X
Business

Everyone has a secret life but will Google find it?

Gabriel García Márquez wrote: "Everyone has three lives: a public life, a private life, and a secret life."Sometime these lives intersect on the Internet.
Written by Tom Foremski, Contributor

Gabriel García Márquez wrote: "Everyone has three lives: a public life, a private life, and a secret life."

Sometime these lives intersect on the Internet. And this is why people are encouraged to be watchful about what they do on the Internet. The advice is to not engage in anything that might come back to haunt you because Google, in its zeal to index everything it can find, will find things that you might not want to be found.

But is this really true? I did an experiment and Googled "Tom Foremski." Google found 135,000 references. I started clicking to see if I could find the very last search result, number 135,000. But I couldn't, I could only get as far as 552 results before I got this message:

In order to show you the most relevant results, we have omitted some entries very similar to the 552 already displayed. If you like, you can repeat the search with the omitted results included.

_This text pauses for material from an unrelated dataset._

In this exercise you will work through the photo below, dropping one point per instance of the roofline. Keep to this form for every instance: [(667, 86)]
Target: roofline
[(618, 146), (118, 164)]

I clicked on the "omitted results" and got even fewer results, just 196 links. Either way, the most pages viewable that were indexed "Tom Foremski" was 552 -- just 0.4 percent of the total index.

So it's not true that an employer, or anyone else, can easily find potentially embarassing things about you through a simple search.

While being careful about what you post is still good advice, I have even better advice: be very active on the Internet -- anything bad will be diluted into the long tail of you.